The UK has for years supported technology and science related jobs and now they need to balance the shortfall in the home-grown skilled trades market. In recent years many of the UK’s builders, plumbers and construction related labourers have come from the EU. The shift in Government policy will be in line with Germany’s construct policy of the 1990s.

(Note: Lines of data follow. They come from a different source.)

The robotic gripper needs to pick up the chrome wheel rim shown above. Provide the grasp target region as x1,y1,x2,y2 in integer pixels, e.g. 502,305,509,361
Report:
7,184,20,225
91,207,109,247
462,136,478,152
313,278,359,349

Currently the UK government cannot live up to its ‘front door for all’ policy without skilled immigration. A reduction in recruiting skilled labour from abroad will have a negative effect on the housing market. The Treasury has long recognised that the housing industry is the first to go ‘over the cliff’ and will need to fund vocational courses for skilled labour as the only option available will be to continue to import much needed skills.
- SDLT Holiday
The Treasury’s well executed plan to give the housing sector a much-needed boost in light of the pandemic lockdown was welcomed however, the industries supporting it had not been considered. Lobbying has taken place for the SDLT holiday deadline date of 31st March to be tapered to allow the bottleneck of problem cases and late purchase to be eased. Our suggestion is that any “enacted transaction” in February receives the taper beyond the drop-dead date.
- State Aid
The question of how state aid will function outside of the EU legislative framework post Brexit has been something of a political football for some time. The UK government recently declared position of ‘if there is no-deal, there will be no system put in place beyond the World Trade Organisation requirements,’ with yet another consultation expected to be published. We could be looking at a very US style system of package and repackage of mortgage assets trading as collateral investments or simply sold to a hedge-fund.
- Housing Subsidies
Should EU state aid laws no longer apply to the UK from January 1st, there is a possibility that they may be manipulated for housing subsidies. Loan schemes that could be bundled into Residential Mortgage-Backed Securities maybe a consideration for the Shareholder Executive.
- Buying Opportunities
For some, a no-deal Brexit could bring big buying opportunities in the property sector with the potential for lower house prices in certain areas, whilst property remains a key asset for UK investors. HS2 areas, such as Crewe and Birmingham, are prime for property developers, as private money will flood in to take full advantage. We could see Homes in Multiple Occupation (HMO) and second stepper renters use these townships as viable commuter belts.
- Mortgage Rates
A potential silver lining for homeowners is mortgage rates staying low for longer. The added economic uncertainty brought on by a no-deal Brexit would make an early interest rate rise seem unlikely. In the event of negative interest rates, and to deter financial flight from savers, the banks would surely look to introduce a number of incentives to stem the flow.
- House Prices
The Centre for Economic and Business Research, a think tank, has predicted a 13.8pc fall in house prices next year. I completely disagree with CEBR, I fully expect to see single digit growth of around 4%. These alarmist headlines hold zero weight for those within the crux of the industry. In reality, people will buy and dispose of property for many reasons. The sheer weight of property demand isn’t driven by locality it’s necessity. We are a nation of home owners.
- Property Sector
The economic uncertainty of a no-deal Brexit is likely to hit the commercial property sector. The recent liquidation of various high-street retailers will of course add to issue but it’s the perfect time for local councils to embrace the relaxation of planning class uses and the change from commercial to residential purposes will be something every property investor has both eyes on.